Denmark: Don't Try to Spread This on Your Toast
Danes ban Marmite, and Brits are outraged
By Sarah Whitmire,  Newser Staff
Posted May 25, 2011 5:16 PM CDT
A squeezable plastic jar of Marmite is seen in London, Thursday, April 22, 2010.   (AP Photo/Matt Dunham)
camera-icon View 1 more image

(Newser) – Denmark has been compiling quite a blacklist of illicit products in recent years, and another culprit has just been added—Britain's beloved Marmite. The potent, dark brown spread made from brewer's yeast has a high amount of vitamin B, which means it runs afoul of a 2004 Danish law restricting vitamin-fortified foods. It joins products such as Rice Krispies, Shreddies, and Ovaltine on the no-no list, reports the Telegraph.
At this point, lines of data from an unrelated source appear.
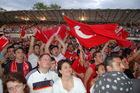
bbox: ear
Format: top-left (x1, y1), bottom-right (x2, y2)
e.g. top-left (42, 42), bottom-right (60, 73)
top-left (59, 70), bottom-right (62, 74)
top-left (106, 66), bottom-right (112, 72)
top-left (37, 61), bottom-right (40, 65)
top-left (23, 84), bottom-right (26, 88)
top-left (96, 71), bottom-right (99, 75)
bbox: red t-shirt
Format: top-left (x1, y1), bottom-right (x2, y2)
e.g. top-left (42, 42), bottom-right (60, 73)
top-left (87, 63), bottom-right (96, 93)
top-left (72, 58), bottom-right (86, 82)
top-left (65, 51), bottom-right (77, 61)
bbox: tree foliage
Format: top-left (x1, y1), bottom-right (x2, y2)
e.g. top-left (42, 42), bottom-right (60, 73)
top-left (0, 7), bottom-right (6, 11)
top-left (32, 2), bottom-right (61, 10)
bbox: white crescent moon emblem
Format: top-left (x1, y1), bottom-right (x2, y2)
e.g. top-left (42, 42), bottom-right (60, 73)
top-left (74, 26), bottom-right (96, 39)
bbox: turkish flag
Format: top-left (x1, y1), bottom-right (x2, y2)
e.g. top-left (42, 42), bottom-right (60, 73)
top-left (91, 23), bottom-right (132, 48)
top-left (35, 27), bottom-right (48, 43)
top-left (44, 25), bottom-right (66, 39)
top-left (21, 26), bottom-right (25, 37)
top-left (0, 35), bottom-right (9, 51)
top-left (35, 25), bottom-right (66, 43)
top-left (115, 26), bottom-right (128, 39)
top-left (64, 16), bottom-right (131, 48)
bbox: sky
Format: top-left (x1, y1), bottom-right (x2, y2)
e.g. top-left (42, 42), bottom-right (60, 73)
top-left (0, 0), bottom-right (140, 11)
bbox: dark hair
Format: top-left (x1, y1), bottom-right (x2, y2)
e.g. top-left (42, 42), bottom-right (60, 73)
top-left (77, 49), bottom-right (80, 56)
top-left (33, 44), bottom-right (40, 49)
top-left (7, 46), bottom-right (14, 52)
top-left (110, 52), bottom-right (118, 56)
top-left (93, 51), bottom-right (101, 59)
top-left (3, 72), bottom-right (30, 93)
top-left (51, 57), bottom-right (55, 61)
top-left (68, 43), bottom-right (74, 48)
top-left (89, 59), bottom-right (95, 64)
top-left (122, 48), bottom-right (132, 58)
top-left (57, 59), bottom-right (71, 77)
top-left (49, 45), bottom-right (58, 51)
top-left (104, 55), bottom-right (120, 72)
top-left (95, 63), bottom-right (104, 71)
top-left (12, 43), bottom-right (20, 47)
top-left (39, 53), bottom-right (51, 60)
top-left (14, 47), bottom-right (24, 53)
Brits in the country are outraged. (See some sample tweets here.)

"They don't like it because it's foreign," says a Yorkshire native working in Copenhagen. "But if they want to take my Marmite off me, they'll have to wrench it from my cold dead hands." Denmark’s food law states that any foods with the "addition of vitamins, minerals and other substances" must be first approved for sale by authorities, explains the Telegraph. Health officials were concerned that excess amounts of vitamins and minerals could harm kids and pregnant women.